U.N. Rift Over Afghan Election Fraud?
I don’t know how much credit to give this Times of London story, but it reports in detail that there was a fight between Kai Eide, the head of the United Nations’ mission to Afghanistan, and the seniormost American in the mission, former Ambassador Peter Galbraith, a lion in the human-rights community. Galbraith reportedly left Afghanistan on Sunday after taking a hard line in insisting Afghan election officials needed to annul the results of thousands of disputed polling stations where fraud is suspected and recount results from thousands more. Eide reportedly backed a limited recount. That would have the effect of allowing Hamid Karzai to serve as president for another term under disputed legitimacy.

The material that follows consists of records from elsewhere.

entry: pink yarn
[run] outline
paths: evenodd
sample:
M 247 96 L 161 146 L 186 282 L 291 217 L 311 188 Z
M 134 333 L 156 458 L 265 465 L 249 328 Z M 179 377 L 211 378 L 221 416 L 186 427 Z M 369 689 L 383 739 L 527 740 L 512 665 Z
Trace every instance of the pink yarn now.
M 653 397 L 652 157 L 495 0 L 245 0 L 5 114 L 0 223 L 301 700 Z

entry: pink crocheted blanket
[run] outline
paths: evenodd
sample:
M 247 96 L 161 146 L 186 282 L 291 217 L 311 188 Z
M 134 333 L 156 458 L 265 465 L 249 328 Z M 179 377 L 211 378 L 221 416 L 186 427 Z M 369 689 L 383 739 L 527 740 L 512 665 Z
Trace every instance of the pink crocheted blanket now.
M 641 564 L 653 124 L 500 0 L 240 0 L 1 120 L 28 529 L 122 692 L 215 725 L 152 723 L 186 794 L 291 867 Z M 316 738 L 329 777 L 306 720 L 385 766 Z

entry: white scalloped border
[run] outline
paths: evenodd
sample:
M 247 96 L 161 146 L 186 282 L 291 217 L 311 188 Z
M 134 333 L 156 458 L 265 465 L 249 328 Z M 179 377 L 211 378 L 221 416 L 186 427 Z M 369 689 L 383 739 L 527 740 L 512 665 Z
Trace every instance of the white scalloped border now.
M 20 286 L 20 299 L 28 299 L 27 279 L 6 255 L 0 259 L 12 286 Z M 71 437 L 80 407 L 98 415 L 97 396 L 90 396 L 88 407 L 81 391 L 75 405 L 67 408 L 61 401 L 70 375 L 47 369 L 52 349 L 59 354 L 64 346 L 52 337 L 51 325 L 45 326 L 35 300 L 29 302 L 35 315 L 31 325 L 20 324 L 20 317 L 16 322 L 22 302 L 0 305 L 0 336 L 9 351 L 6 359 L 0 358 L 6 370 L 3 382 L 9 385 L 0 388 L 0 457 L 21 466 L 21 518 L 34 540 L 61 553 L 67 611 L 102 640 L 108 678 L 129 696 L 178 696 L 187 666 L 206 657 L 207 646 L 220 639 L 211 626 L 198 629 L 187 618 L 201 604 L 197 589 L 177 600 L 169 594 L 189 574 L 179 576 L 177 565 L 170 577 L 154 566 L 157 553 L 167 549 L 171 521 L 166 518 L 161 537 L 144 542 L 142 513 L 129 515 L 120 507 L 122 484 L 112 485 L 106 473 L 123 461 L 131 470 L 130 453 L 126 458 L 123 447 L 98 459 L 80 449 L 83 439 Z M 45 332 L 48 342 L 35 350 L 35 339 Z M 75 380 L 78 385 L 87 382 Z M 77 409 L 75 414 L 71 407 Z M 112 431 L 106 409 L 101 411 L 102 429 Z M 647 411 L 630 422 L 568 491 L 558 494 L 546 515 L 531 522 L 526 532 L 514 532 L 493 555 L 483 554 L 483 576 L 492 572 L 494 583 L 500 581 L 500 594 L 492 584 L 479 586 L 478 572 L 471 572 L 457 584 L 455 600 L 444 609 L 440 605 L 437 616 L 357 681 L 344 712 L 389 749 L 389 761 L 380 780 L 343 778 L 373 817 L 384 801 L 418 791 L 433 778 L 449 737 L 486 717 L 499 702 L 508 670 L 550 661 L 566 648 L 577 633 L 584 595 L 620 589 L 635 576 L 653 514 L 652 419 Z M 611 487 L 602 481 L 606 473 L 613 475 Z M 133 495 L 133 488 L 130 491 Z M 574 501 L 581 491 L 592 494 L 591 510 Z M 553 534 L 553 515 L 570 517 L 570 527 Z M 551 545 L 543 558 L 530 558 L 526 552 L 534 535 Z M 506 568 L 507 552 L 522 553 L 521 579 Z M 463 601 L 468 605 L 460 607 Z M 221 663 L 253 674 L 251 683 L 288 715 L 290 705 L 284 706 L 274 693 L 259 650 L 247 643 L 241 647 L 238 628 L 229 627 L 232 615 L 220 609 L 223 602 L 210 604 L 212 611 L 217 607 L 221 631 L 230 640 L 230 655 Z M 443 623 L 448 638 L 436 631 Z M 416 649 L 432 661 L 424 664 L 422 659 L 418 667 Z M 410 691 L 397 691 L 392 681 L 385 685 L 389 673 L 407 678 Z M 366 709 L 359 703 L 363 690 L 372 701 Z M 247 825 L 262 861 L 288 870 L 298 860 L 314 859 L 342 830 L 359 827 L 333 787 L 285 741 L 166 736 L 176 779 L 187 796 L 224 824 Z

“The relationship between Kai and Peter has completely broken down,” said a diplomat in Kabul. “Peter has left the country. The official line is that he’s on a three-week mission to New York. But Kai just turned round to Peter and said, ‘I want you out’.”
I’m trying to find out what happened here, but on the surface, it wouldn’t be surprising if Galbraith took the stance attributed to him. As staff director of the Senate Foreign Relations Committee in the late 1980s, Galbraith doggedly documented, at great personal risk, Saddam Hussein’s genocidal campaign against Iraqi Kurds. As ambassador to Croatia in the 1990s, he worked to end the country’s involvement in the Balkan wars. His advocacy of human rights in Iraq speaks for itself.
Interestingly, Galbraith is reportedly close to Ambassador Richard Holbrooke, the Obama administration’s special envoy to Afghanistan and Pakistan. But Holbrooke’s taken a rather cavalier stance to Afghan election fraud, comparing the reportedly widespread fraud to the Franken-Coleman senate dispute. If Galbraith acted as reported, what impact will it have on Holbrooke’s perspective?